The Venice Biennale opens this week but the participation of two of national pavilions has been thrown into doubt. The Kazakhstan Pavilion faces problems with the transportation of work by the ORTA collective, leaving the pavilion largely empty for the Biennale’s opening days. The group’s work, an installation titled LAI-PI-CHU-PLEE-LAPA Centre for the New Genius, was travelling over land from the Central Asian country, organisers stated on social media, but is currently held up in long traffic jams on the Georgian border. Trucks are backed up as far as 25 km into Turkey due to diversions caused by the war in Ukraine. The artists said ‘We are of course incredibly disappointed, but compared to the greater tragedies unfolding elsewhere in the world, our own setbacks feel very minor.’

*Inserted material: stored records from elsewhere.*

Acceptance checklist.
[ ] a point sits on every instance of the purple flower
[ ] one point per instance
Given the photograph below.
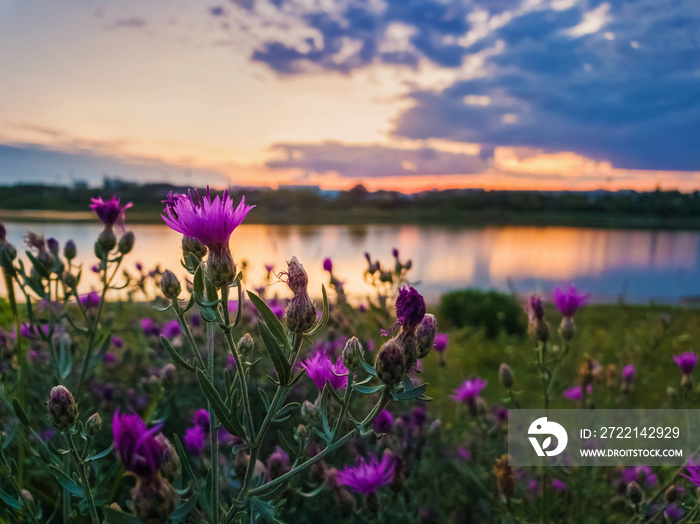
(150, 329)
(195, 440)
(171, 329)
(211, 221)
(686, 362)
(321, 368)
(91, 300)
(628, 373)
(464, 453)
(384, 422)
(367, 477)
(201, 418)
(110, 212)
(567, 302)
(410, 308)
(328, 265)
(441, 341)
(469, 390)
(534, 308)
(693, 469)
(576, 393)
(135, 444)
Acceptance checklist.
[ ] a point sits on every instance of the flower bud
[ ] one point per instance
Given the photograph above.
(69, 250)
(567, 328)
(94, 424)
(671, 494)
(70, 280)
(221, 269)
(505, 375)
(426, 333)
(297, 279)
(170, 285)
(126, 243)
(153, 499)
(390, 363)
(193, 246)
(168, 375)
(63, 411)
(300, 313)
(171, 467)
(106, 241)
(352, 353)
(246, 345)
(634, 493)
(504, 476)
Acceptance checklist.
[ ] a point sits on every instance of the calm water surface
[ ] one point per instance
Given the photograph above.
(639, 265)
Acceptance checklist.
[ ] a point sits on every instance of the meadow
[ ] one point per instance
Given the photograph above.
(211, 398)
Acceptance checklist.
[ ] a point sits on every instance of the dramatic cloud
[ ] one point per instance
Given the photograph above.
(371, 161)
(615, 81)
(28, 164)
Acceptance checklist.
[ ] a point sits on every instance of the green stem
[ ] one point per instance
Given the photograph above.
(84, 478)
(383, 401)
(22, 358)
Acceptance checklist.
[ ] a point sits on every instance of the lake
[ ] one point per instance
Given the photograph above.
(640, 266)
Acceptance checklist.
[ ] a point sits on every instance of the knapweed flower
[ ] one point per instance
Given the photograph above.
(384, 422)
(150, 329)
(693, 470)
(366, 477)
(328, 265)
(410, 308)
(90, 300)
(575, 393)
(195, 440)
(110, 212)
(211, 222)
(135, 444)
(686, 362)
(441, 341)
(202, 419)
(321, 368)
(569, 300)
(470, 390)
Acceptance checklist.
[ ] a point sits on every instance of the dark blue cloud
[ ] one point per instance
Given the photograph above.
(358, 161)
(626, 90)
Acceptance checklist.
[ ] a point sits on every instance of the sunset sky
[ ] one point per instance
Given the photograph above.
(397, 94)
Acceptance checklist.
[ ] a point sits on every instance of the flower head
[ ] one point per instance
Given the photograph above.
(469, 390)
(628, 373)
(202, 419)
(321, 368)
(410, 308)
(366, 477)
(568, 301)
(328, 265)
(136, 445)
(110, 212)
(576, 393)
(195, 440)
(686, 362)
(211, 221)
(384, 422)
(441, 341)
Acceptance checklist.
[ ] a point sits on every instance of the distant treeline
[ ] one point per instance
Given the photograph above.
(460, 207)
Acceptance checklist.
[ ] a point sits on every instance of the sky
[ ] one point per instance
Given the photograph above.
(405, 95)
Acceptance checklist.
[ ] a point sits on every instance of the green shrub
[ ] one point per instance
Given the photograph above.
(494, 312)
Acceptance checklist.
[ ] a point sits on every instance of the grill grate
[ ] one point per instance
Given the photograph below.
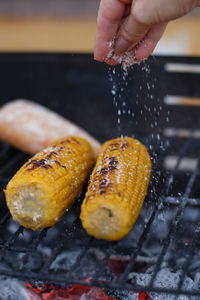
(74, 232)
(165, 237)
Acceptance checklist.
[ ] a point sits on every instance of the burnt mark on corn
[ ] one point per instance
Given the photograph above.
(38, 163)
(102, 192)
(49, 156)
(114, 146)
(113, 162)
(71, 140)
(104, 171)
(59, 164)
(104, 183)
(124, 146)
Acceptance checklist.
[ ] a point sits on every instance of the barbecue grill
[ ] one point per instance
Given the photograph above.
(162, 98)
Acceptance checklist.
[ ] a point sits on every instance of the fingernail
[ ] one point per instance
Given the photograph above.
(121, 45)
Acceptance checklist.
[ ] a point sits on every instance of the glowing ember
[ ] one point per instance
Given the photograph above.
(76, 292)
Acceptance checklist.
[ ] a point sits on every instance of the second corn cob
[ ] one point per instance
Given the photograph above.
(46, 186)
(117, 189)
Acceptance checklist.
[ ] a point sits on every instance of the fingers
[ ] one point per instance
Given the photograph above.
(109, 16)
(130, 34)
(144, 15)
(146, 47)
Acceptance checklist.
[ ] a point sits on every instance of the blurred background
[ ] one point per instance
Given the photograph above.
(70, 25)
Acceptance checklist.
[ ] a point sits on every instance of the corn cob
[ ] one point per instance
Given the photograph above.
(117, 188)
(46, 186)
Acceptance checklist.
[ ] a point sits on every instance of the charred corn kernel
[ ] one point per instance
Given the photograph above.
(117, 189)
(46, 186)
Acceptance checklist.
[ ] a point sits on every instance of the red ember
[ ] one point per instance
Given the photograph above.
(50, 292)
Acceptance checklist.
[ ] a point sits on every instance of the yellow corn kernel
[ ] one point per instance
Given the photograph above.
(117, 189)
(47, 185)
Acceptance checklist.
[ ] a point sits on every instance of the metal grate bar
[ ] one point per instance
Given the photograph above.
(11, 240)
(5, 218)
(63, 237)
(104, 262)
(127, 270)
(4, 150)
(62, 283)
(9, 165)
(33, 247)
(81, 255)
(14, 249)
(124, 276)
(189, 255)
(174, 223)
(176, 201)
(180, 157)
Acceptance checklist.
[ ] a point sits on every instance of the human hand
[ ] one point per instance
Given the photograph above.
(129, 30)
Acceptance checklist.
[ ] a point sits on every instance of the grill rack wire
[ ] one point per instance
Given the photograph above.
(11, 159)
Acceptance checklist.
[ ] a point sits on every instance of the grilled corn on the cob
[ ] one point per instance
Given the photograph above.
(117, 189)
(46, 186)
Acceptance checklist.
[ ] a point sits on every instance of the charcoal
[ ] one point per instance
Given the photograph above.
(13, 289)
(165, 279)
(65, 260)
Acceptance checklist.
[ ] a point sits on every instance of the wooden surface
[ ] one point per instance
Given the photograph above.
(76, 34)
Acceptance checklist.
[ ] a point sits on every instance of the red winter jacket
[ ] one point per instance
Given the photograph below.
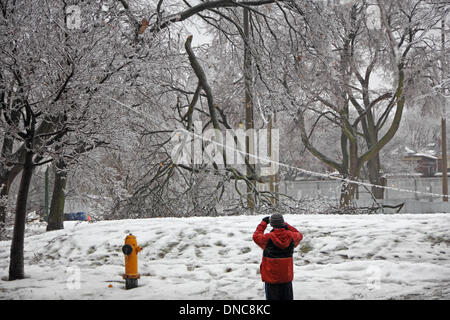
(277, 265)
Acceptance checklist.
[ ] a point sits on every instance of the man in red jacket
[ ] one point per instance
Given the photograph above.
(277, 266)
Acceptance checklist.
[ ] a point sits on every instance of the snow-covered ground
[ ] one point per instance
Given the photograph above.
(341, 257)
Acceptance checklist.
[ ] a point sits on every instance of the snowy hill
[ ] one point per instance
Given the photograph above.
(341, 257)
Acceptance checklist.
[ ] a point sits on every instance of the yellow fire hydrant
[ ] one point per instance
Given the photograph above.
(130, 250)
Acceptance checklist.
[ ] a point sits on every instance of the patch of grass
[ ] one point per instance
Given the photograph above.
(219, 244)
(162, 253)
(305, 248)
(438, 240)
(245, 250)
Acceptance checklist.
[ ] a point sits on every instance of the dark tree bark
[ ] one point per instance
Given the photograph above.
(16, 265)
(56, 215)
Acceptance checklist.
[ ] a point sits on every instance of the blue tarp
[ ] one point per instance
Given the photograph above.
(76, 216)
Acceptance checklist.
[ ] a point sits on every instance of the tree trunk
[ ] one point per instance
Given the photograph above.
(348, 189)
(249, 125)
(56, 216)
(16, 265)
(375, 178)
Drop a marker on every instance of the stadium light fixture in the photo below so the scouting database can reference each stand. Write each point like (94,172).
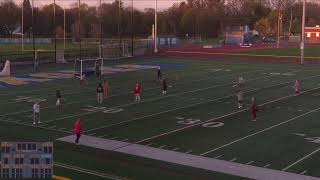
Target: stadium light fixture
(155,27)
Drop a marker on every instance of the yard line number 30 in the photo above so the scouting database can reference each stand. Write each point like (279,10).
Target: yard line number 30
(191,121)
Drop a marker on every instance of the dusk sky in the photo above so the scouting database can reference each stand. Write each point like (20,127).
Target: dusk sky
(140,4)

The collective had planned a series of performances as part of their presentation, which will continue to take place with the set made from locally sourced material. The group says it hopes to realise the full pavilion presentation by mid May.
Nambia’s participation has also been thrown into doubt, after protests from within the country’s art community, leading to funders pulling out just a week before the show. The pavilion was backed by Nambia’s tourist board but detractors say its anonymous artist, who is believed to be a white South African, is little more than a commercial sculptor providing metal garden artworks for safari lodges. ‘No acclaimed critical writing on his work could be found, and he has not exhibited at the level of a solo exhibition, or even in any group exhibitions, at the National Art Gallery of Namibia, or to our knowledge is present in any international collections,’ say the group Concerned Artists Namibia, on their Change.org petition.
Since the controversy, Italian collector Monica Cembrola, the pavilion’s main patron, as well as luxury travel company Abercrombie and Kent, have severed ties with the project.
The pavilion was organised by Marco Furio Ferrario, who protesters claim is associated with a lodge in the Purros Conservancy in the Kaokoland in Northern Namibia, where many of the metal garden sculptures can be found.